The key legal issue is that voices contain identifiable characteristics unique to each person. Your voice is an extension of your identity. So does replicating it require consent? Can synthesized voices be trademarked to establish ownership rights?

Attorney Joseph C. Gratz notes that under current US law, voices themselves don't have standalone copyright protections. But the specific voice recording used to train an AI model may be copyrighted. This creates a gray area around AI clones based on copyrighted source material.

Regarding likeness rights, Nancy Wolff, partner at Cowan DeBaets Abrahams & Sheppard, explains that "the recording of someone's voice and the ability to mimic that voice could be considered an attribute of that person's identity. To use someone's 'synthetic' voice without permission raises right of publicity issues.”

Since voice cloning often requires only a short sample of someone's speech, people may not even realize their voice is being copied for commercial applications. Wolff believes this technology calls for reassessing the right to privacy around our voices.

Some legal experts have proposed that synthesized voices should require consent from the original speaker or their estate before use. Others argue we cannot put the technological genie back in the bottle, so new regulations are needed.

Faking It 'Til You're Making It: The Rise of AI-Generated Voices - AI Voices Go Mainstream

As AI voice synthesis technology improves, these uncannily human-sounding vocal AI avatars are transcending niche applications and entering the mainstream. From customer service bots to audio books to video game characters, industries across the board are embracing the cost and time savings of automated voice actors.

Audiobook publisher Findaway Voices found they could tap into a wider talent pool by using AI voices.
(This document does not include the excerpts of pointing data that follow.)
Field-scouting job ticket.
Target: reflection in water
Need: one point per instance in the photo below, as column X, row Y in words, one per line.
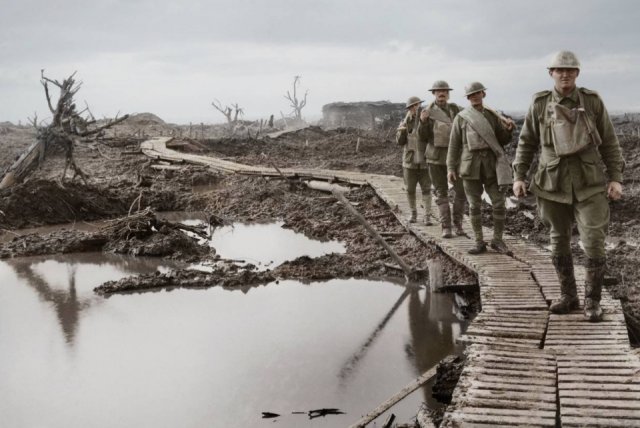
column 353, row 361
column 55, row 278
column 65, row 302
column 194, row 358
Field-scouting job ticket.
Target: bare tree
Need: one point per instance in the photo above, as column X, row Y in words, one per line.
column 68, row 127
column 230, row 112
column 295, row 103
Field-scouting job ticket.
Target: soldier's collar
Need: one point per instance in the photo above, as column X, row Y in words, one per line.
column 573, row 96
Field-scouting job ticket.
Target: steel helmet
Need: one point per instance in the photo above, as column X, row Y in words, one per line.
column 440, row 85
column 413, row 101
column 474, row 87
column 564, row 59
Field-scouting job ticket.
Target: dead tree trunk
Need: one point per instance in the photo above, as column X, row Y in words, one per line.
column 68, row 127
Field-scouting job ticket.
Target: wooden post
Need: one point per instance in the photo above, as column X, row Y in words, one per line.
column 408, row 271
column 417, row 383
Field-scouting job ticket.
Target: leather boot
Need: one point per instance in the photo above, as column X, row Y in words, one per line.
column 458, row 212
column 426, row 202
column 481, row 247
column 412, row 207
column 593, row 288
column 498, row 229
column 476, row 225
column 568, row 300
column 445, row 219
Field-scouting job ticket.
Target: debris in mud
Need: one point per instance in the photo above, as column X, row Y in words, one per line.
column 62, row 241
column 323, row 412
column 447, row 375
column 140, row 234
column 222, row 275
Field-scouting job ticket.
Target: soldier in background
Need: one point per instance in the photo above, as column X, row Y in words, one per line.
column 412, row 136
column 571, row 129
column 439, row 117
column 477, row 157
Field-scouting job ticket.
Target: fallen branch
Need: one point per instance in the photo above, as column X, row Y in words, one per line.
column 409, row 272
column 386, row 405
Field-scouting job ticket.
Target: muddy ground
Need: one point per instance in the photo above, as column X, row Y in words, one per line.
column 123, row 181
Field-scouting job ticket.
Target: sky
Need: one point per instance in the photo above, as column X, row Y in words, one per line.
column 174, row 58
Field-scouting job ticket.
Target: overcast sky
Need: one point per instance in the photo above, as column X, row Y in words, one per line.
column 173, row 58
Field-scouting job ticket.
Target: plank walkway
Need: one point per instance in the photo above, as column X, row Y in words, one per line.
column 525, row 366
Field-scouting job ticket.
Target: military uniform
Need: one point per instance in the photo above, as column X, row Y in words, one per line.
column 414, row 165
column 439, row 127
column 575, row 137
column 473, row 160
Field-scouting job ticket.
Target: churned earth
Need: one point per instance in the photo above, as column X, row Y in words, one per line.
column 124, row 183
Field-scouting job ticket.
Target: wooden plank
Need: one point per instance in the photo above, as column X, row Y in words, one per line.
column 479, row 384
column 603, row 413
column 525, row 420
column 579, row 421
column 591, row 393
column 533, row 382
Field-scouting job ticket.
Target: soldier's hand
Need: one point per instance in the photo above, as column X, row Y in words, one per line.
column 509, row 124
column 614, row 191
column 519, row 188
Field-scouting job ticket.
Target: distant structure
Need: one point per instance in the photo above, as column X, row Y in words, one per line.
column 363, row 114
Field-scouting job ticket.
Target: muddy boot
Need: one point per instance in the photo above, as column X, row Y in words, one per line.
column 445, row 219
column 412, row 207
column 500, row 246
column 593, row 289
column 568, row 300
column 481, row 247
column 458, row 212
column 426, row 202
column 498, row 228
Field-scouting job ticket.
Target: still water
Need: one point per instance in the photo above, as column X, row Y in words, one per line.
column 207, row 358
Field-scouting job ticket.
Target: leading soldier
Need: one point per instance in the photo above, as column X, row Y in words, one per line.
column 439, row 117
column 571, row 128
column 476, row 156
column 412, row 136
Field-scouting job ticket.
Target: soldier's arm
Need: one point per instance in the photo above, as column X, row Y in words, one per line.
column 610, row 148
column 528, row 144
column 425, row 130
column 502, row 133
column 401, row 133
column 455, row 145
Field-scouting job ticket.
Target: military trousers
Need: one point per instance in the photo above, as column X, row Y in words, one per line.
column 488, row 182
column 591, row 217
column 438, row 174
column 414, row 176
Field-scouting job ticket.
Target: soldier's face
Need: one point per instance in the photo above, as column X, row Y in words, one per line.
column 441, row 95
column 564, row 78
column 476, row 98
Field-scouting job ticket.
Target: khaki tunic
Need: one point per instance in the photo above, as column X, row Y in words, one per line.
column 466, row 163
column 438, row 155
column 408, row 157
column 570, row 188
column 558, row 179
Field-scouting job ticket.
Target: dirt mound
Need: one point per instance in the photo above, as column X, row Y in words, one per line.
column 141, row 119
column 225, row 275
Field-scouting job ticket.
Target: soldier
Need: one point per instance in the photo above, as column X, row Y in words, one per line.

Aspiring authors now only need to record a short sample of their own voice for Findaway to synthesize into a digital narrator. This gives more authors a chance to personally narrate their own books rather than hiring expensive studio voice talent.

The video game industry has also embraced synthetic voice actors. Studios like Electronic Arts and Activision are turning to AI voice cloning platforms like Sonantic to craft realistic digital doubles of human actors. This allows adding additional dialogue or localization without having to recall the original voice talent for more recording sessions. The resulting AI game characters can converse dynamically while maintaining consistent voices.

Even call centers and customer service phonelines are experimenting with AI voices. Companies like PlaytestCloud offer "vocal avatar" services that clone a real employee's voice to auto-generate phone tree messages and interactive dialogues. Callers perceive a more natural experience hearing a familiar voice, reducing hangups. The AI handles simple requests while passing complex issues to human agents.

Of course, responsible use remains paramount as these AI vocals enter daily life. Sonantic enforces strict contractual limits when licensing their AI voices to entertainment studios, stipulating permitted contexts and durations of use. Other vendors advise transparently identifying AI voices to avoid deceiving users.